Each lift took two hours and we did six a day, twelve hours of unrelenting punishment, straining muscles which screamed for rest after the first two lifts. At night we slept in hammocks, exhausted and still in our wet suits. Base camp was well organised with plenty of evidence of the Greek's previous visits - coils of ropes, more tubs, even an oil stove for cooking an evening meal.
In two days we shifted three tons of ore. And found nothing. Depression applied its own drag to tired muscles, heartache added to backache, and the drudgery of the work seemed unending. Pepalasis took it in his stride, talking of the next day with the unfaltering optimism of a born prospector, but McNeil's reaction was different and difficult to interpret. I expected him to crow a bit - after all, he'd been sceptical from the outset and results so far justified his opinion. Yet he seemed more puzzled than anything, as if something troubled him, something he couldn't quite put his finger on. Whatever it was he kept it to himself, and I was too tired to be more than casually curious - until the third day, when something happened which turned my interest to suspicion, and suspicion to downright hostility.

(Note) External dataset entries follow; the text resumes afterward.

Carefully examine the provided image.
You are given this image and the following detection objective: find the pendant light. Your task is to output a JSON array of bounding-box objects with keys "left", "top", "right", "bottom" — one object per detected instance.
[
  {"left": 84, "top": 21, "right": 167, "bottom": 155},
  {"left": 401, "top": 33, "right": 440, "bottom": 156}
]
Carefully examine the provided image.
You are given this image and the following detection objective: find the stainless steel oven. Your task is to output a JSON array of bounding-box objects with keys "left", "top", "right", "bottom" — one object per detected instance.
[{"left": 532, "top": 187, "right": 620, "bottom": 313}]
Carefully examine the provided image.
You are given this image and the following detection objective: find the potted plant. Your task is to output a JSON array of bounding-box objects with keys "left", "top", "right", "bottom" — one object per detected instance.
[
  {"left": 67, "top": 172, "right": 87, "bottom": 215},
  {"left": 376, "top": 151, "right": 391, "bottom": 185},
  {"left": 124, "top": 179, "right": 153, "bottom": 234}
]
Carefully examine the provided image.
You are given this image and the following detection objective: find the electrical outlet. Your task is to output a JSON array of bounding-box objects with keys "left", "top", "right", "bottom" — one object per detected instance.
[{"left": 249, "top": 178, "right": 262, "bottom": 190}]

It was mid-morning. We had made two lifts and I was alone at the rock face, coaxing aching muscles and preparing to start again, when I saw a light at the far end of the tunnel. At first I assumed it was McNeil coming to join me, Pepalasis having worked the previous lift. But then the light stopped. For a minute or two it remained perfectly still, maybe sixty yards away. And then it went out. My skin prickled under the wet suit. I fixed my gaze on the point where the light had been and tried to keep my imagination from playing tricks on me. Then, a minute later, the light was back on again, farther back in the tunnel this time, stopped or moving so slowly that I was unsure which. For no reason I could think of I extinguished the light on my own helmet and sat in total darkness, my eyes staring back down the tunnel.